Ich ging davon aus, dass mich niemand lieben konnte. Weil niemand wusste, wie ich wirklich war. Weil ich so, wie ich war, nicht liebenswürdig war, das hatte ich ja schon oft gehört …
Weil jede Liebe einer Forderung gleichkam, einer Beschränkung meines Seins. Weil niemand wüsste, was wirkliche Liebe sei.

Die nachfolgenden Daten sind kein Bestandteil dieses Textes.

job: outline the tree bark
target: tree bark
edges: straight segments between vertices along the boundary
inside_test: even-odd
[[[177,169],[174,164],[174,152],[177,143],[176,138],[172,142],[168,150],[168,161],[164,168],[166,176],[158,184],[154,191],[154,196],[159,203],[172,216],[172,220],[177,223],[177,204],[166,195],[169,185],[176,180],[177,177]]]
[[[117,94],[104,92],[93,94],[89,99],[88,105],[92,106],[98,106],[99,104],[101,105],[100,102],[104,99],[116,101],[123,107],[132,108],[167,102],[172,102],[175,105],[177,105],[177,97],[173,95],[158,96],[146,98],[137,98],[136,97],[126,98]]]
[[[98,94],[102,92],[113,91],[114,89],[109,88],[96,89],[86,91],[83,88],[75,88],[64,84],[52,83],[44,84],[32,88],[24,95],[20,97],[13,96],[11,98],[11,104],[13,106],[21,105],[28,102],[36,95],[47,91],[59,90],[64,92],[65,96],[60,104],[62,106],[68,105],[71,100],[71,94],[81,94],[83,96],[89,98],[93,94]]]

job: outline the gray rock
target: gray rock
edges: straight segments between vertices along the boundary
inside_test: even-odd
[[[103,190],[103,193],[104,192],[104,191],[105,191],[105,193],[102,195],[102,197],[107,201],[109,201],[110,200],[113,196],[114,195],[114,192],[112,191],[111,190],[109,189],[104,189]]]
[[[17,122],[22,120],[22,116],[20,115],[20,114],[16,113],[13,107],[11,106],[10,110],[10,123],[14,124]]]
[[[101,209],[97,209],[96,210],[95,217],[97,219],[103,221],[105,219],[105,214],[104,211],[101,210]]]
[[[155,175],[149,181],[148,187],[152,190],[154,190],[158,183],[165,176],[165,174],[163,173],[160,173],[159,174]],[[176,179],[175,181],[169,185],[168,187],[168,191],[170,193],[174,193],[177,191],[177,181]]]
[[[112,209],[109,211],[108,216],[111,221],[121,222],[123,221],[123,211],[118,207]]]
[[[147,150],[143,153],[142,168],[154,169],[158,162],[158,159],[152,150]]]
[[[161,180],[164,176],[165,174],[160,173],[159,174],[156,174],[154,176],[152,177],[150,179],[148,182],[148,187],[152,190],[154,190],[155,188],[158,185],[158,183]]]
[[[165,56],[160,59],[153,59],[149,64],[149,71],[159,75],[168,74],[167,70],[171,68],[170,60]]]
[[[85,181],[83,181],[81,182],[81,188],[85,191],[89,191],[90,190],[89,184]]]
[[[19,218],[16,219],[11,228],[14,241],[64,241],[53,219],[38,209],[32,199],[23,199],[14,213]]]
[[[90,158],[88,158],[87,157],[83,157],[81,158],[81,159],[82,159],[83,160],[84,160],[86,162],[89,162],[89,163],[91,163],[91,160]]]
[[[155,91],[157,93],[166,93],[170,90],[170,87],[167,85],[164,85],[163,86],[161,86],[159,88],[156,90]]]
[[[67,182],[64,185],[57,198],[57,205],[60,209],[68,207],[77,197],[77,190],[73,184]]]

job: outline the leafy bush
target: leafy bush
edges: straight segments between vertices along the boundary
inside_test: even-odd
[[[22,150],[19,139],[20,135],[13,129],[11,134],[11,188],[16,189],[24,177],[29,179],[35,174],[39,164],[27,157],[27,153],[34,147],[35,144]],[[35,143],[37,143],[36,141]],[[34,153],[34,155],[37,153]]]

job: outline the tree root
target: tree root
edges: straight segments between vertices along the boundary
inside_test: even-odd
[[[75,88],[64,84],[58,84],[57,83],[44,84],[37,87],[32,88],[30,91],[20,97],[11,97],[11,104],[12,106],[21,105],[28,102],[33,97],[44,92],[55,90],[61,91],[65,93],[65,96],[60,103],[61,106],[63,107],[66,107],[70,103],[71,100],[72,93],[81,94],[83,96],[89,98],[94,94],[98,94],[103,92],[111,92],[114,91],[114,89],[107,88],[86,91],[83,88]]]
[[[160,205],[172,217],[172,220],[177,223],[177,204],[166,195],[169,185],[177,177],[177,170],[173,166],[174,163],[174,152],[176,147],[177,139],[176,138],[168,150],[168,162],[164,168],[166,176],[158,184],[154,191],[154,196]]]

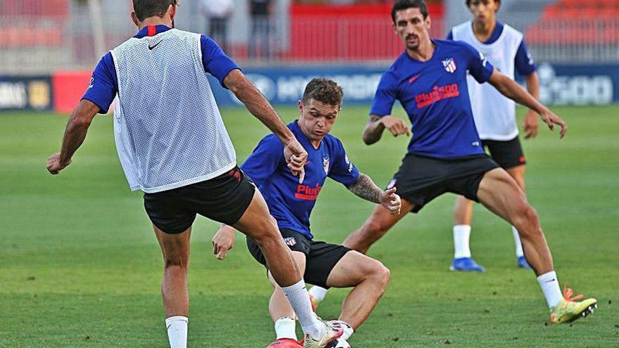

Nur ich spürte sie, in meiner nicht enden wollenden Sehnsucht nach ihr. Niemand konnte dieser Liebe je genügen … Ich liebte den anderen dann am meisten, wenn er nicht da war. Ich verwechselte Sehnsucht mit Liebe. Und war er wieder da, ging es von vorne los. Ein endloses Spiel ohne Erkenntnis darin.
Ich fühle doch, dass es so ist!
Meine Gefühle sind mein Tor zur Wahrheit. Dachte ich immer. Ich fühle doch, dass es so ist! So bin ich! Das fühle ich! Ich fühle die Verletzung der Kritik, ich fühle den Schmerz des Verlassenwerdens, ich fühle die Gleichgültigkeit der Ignoranz, ich fühle doch! Ich fühle doch … Ich fühle alles, was ich fühlen kann, ich fühle alles was ich irgendwann mal nicht gefühlt habe, ich fühle die ganze Welt in mir, den Aufruhr, den Wahnsinn, ich fühle den Himmel, die Wolken, die Wut, die Trauer und Angst. Und all das fühle ich als mich selbst. So bin ich! So ist das!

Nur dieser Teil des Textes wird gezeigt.